Política TRIBUNAL DE CONTAS
TCM determina que ex-prefeito de Xique-Xique devolva R$ 8,9 milhões aos cofres públicos
Tribunal apontou irregularidades em contratos firmados com cooperativa para terceirização de profissionais de saúde entre 2017 e 2019; decisão também prevê multa e representação ao Ministério Público
05/09/2026 07h39
Por: Redação
Reinaldinho (Republicanos), ex-prefeito de Xique-xique. Foto: reprodução/Redes Sociais @reinaldinho.oficial

O ex-prefeito de Xique-Xique, Reinaldo Alves Moreira Filho, conhecido como Reinaldinho (Republicanos), deverá devolver R$ 8,9 milhões aos cofres municipais por irregularidades identificadas em contratos firmados durante sua gestão, entre os anos de 2017 e 2019. A decisão foi tomada pelo Tribunal de Contas dos Municípios da Bahia (TCM-BA) na sessão realizada na quinta-feira (3), sob relatoria do conselheiro Paulo Rangel.

Além da determinação de ressarcimento, o TCM aplicou multa de R$ 6 mil ao ex-prefeito e decidiu encaminhar uma representação ao Ministério Público Estadual, para que sejam apurados possíveis atos ilícitos. A decisão ainda cabe recurso.

A denúncia que deu origem ao processo foi apresentada pelo vereador Edgardo Pessoa, conhecido como Gal (PT). O parlamentar questionou a contratação da Cooperativa de Trabalho em Assistência Social e Saúde do Estado da Bahia (Coopasaud) para a prestação de serviços técnicos em diferentes secretarias do município.

R$ 22,2 milhões pagos à cooperativa

Segundo o processo analisado pelo TCM, entre 2017 e 2019, a Prefeitura de Xique-Xique efetuou pagamentos de R$ 22.269.939,43 à Coopasaud pela terceirização de profissionais da área da saúde.

Desse montante, R$ 8.907.975,77 foram registrados como despesas com insumos.
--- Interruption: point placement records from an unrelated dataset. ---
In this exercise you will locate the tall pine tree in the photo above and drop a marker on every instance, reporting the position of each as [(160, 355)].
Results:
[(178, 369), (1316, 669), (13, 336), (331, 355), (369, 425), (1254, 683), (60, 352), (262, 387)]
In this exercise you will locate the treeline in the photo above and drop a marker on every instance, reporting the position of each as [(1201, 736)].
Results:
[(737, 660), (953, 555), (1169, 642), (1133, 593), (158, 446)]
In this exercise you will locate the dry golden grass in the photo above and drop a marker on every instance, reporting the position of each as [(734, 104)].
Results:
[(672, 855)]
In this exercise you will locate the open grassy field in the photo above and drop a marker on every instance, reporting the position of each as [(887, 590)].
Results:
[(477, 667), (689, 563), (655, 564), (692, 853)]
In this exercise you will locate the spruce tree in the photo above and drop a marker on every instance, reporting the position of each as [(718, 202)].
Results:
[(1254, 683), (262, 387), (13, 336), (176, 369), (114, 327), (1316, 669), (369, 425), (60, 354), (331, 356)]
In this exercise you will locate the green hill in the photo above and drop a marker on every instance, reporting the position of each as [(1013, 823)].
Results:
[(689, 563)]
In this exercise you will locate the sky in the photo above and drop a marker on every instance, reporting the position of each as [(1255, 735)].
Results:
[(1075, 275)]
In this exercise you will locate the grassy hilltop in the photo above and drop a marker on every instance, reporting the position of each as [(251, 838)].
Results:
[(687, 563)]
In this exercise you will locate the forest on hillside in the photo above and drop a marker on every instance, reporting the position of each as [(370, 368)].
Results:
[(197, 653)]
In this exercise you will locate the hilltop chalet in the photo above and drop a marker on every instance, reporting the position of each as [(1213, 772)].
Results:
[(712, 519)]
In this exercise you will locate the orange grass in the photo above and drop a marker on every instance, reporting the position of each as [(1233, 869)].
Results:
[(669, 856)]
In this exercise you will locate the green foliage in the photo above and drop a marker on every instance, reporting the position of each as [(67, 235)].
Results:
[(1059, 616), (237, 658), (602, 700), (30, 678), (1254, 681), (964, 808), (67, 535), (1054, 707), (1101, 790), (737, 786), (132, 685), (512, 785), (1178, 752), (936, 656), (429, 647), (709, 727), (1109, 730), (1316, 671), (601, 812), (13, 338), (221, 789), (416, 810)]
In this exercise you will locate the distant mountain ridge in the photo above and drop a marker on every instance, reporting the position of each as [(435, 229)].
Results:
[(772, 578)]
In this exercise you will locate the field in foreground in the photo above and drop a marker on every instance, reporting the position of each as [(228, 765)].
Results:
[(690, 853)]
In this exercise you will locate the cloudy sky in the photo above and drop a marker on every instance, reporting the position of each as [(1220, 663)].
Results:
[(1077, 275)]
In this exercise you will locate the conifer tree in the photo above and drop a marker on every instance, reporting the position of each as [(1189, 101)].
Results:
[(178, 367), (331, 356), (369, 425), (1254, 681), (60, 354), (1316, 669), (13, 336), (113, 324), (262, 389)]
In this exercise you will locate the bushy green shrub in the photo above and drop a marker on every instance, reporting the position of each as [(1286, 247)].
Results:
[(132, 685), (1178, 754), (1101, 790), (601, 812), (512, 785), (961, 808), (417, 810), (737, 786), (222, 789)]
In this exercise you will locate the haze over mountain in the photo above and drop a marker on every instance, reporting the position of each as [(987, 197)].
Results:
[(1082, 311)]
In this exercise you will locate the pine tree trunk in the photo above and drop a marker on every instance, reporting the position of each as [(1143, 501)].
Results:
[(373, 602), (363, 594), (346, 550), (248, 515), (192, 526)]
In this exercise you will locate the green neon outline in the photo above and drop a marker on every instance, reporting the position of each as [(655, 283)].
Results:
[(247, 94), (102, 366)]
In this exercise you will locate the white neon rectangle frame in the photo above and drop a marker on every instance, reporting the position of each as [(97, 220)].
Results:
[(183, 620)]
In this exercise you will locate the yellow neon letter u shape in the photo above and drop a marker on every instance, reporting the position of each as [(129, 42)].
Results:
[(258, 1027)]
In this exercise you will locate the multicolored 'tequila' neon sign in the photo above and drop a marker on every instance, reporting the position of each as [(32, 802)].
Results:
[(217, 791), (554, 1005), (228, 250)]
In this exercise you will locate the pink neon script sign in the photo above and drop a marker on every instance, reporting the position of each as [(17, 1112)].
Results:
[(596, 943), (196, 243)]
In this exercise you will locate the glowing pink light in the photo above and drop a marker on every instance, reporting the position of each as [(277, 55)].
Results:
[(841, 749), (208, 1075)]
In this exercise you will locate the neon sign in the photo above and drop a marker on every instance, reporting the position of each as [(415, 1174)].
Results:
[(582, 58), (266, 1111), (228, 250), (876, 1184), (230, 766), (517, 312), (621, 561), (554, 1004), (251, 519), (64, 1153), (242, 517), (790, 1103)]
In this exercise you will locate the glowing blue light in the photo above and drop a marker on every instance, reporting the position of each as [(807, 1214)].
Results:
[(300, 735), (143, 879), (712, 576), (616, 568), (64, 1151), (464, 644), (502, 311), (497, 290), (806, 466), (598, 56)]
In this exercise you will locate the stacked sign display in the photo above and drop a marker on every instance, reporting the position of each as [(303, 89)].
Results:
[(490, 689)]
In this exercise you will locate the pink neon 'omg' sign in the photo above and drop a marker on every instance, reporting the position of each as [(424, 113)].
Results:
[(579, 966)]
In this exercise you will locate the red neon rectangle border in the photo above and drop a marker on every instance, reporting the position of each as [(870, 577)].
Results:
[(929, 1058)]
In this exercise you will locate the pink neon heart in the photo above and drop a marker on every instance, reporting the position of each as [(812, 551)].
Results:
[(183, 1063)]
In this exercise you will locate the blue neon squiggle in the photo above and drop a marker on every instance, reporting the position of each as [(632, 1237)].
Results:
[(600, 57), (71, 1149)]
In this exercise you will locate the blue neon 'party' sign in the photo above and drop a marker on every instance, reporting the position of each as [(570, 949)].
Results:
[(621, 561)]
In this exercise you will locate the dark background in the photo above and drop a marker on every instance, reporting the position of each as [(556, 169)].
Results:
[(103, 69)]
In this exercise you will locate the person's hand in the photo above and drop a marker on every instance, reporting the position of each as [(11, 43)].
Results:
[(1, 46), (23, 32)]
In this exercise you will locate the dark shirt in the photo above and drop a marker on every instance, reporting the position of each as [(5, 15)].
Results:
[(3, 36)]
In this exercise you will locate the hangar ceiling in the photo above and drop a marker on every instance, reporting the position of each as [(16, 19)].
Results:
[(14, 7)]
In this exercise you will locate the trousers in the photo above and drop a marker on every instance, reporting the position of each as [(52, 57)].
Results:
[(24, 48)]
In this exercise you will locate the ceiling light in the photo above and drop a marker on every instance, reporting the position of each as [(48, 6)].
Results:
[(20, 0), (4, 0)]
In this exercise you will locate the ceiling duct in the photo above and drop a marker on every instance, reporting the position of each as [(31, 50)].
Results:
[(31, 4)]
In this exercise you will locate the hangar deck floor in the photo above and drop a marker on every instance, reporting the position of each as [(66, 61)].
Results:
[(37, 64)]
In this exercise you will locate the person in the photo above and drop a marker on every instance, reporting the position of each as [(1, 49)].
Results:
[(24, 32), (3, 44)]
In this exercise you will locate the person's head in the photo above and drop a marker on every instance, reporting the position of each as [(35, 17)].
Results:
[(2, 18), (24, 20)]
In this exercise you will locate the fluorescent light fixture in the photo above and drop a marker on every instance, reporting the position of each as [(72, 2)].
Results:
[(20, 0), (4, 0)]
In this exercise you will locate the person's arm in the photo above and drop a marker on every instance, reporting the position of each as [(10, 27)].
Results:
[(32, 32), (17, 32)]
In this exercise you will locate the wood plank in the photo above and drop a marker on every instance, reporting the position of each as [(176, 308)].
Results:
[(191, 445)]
De acordo com a auditoria, entretanto, não houve comprovação suficiente da efetiva aplicação desses materiais pela cooperativa.

Diante das inconsistências, o Tribunal considerou que houve superfaturamento nos pagamentos relacionados aos insumos, determinando o ressarcimento dos valores apontados como prejuízo aos cofres públicos.

Terceirização de cargos que deveriam ser preenchidos por concurso

A fiscalização também identificou outras irregularidades na execução do contrato. Entre os problemas apontados estão a terceirização de profissionais para funções que integravam a estrutura de cargos efetivos do município, falhas no planejamento e fiscalização contratual e inconsistências no acompanhamento dos serviços.

A auditoria identificou ainda a existência de vagas para cargos como técnico de enfermagem, médico e nutricionista, enquanto profissionais eram contratados por meio da cooperativa para exercer atividades relacionadas a essas funções.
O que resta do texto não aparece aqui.